Bills impact pre-K education through college
When added together, the six bills are designed to address the full spectrum of workforce-development needs.
HB 1365 and SB 104 particularly will help to develop more pipelines for careers that don’t require four-year degrees for entry, with the summits likely producing more business partnerships with K-12 innovation centers and SB 104 pointing participants to jobs. After 40 years of educational systems emphasizing the need for four-year degrees, employers are more interested now in hiring students without such degrees — as long as they have skills enough to break into sectors and work their way up, said Lawson Miller, career and innovation coordinator for Cherry Creek School District.
HB 1364 will let policy makers evaluate which programs, from preschools to workforce-training grant recipients, and which college majors are and aren’t producing substantial returns on state investment so that they can direct resources to the best places.

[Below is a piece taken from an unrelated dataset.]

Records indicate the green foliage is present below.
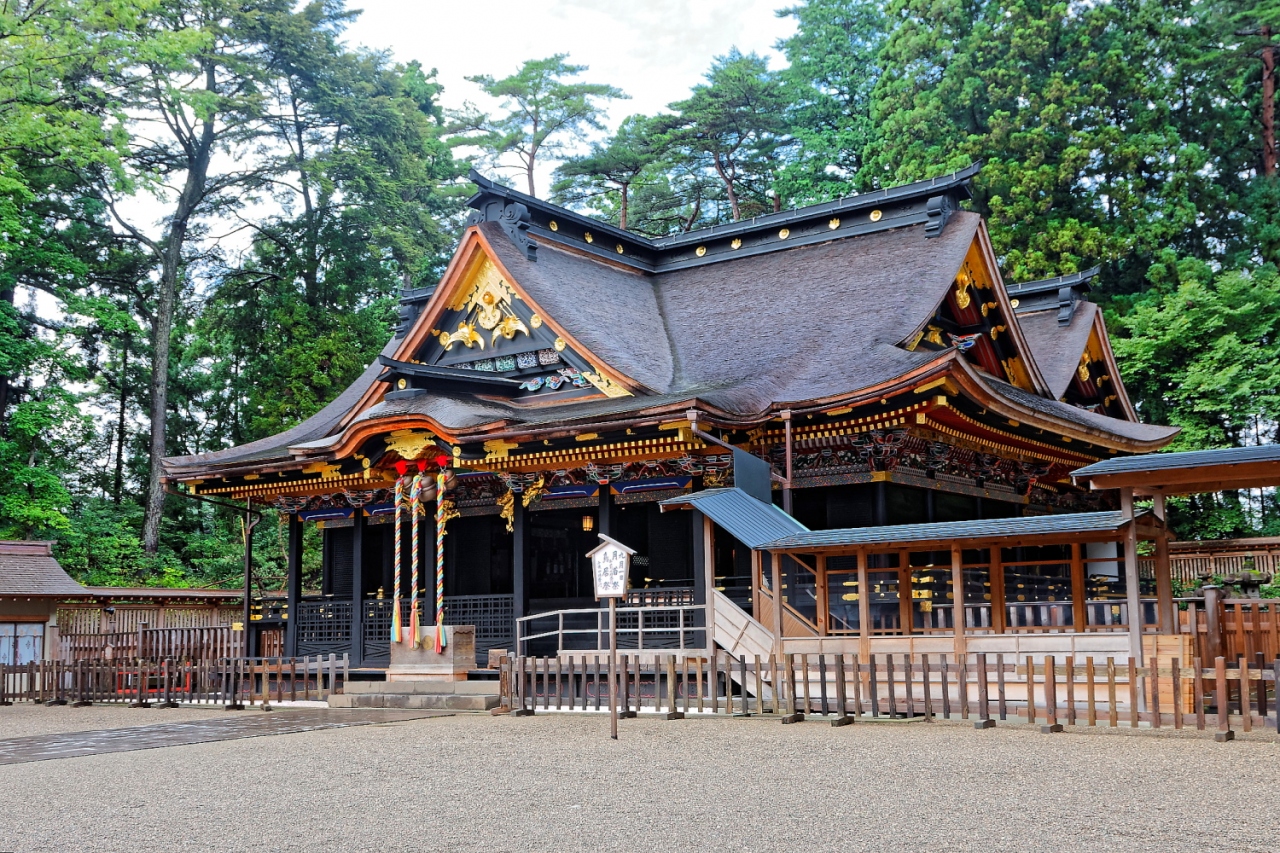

And at a time when too many employers say talent remains hard to find, HB 1439 will allow them to bring on student workers at various points in their educational journey in a way that benefits both the companies and the learners.
“Advocating for workforce development”
“It’s frustrating sometimes, because we’re here in Colorado with one of the lowest unemployment rates and yet we’re constantly facing these shortages,” Rep. Marc Snyder, D-Manitou Springs, said during a hearing for HB 1365. “I totally believe we can solve this, and I feel this is a good program to putting us on the path to get the jobs we need filled.”
The work within state departments will begin later this year, and the tax credits will be available next year. The regional talent-development summits are expected to kick off as early as this fall, and the reports from them are due by the end of 2025.
“It’s transformative to have members of the business community at the Capitol, advocating for workforce development and improving learner outcomes,” said Colorado Succeeds President Scott Laband, whose organization played a key role in passing the package. “We’re eager to continue this important work with the Education to Employment Alliance, in partnership with Governor Polis and his office, to ensure Colorado learners are prepared for Colorado jobs.”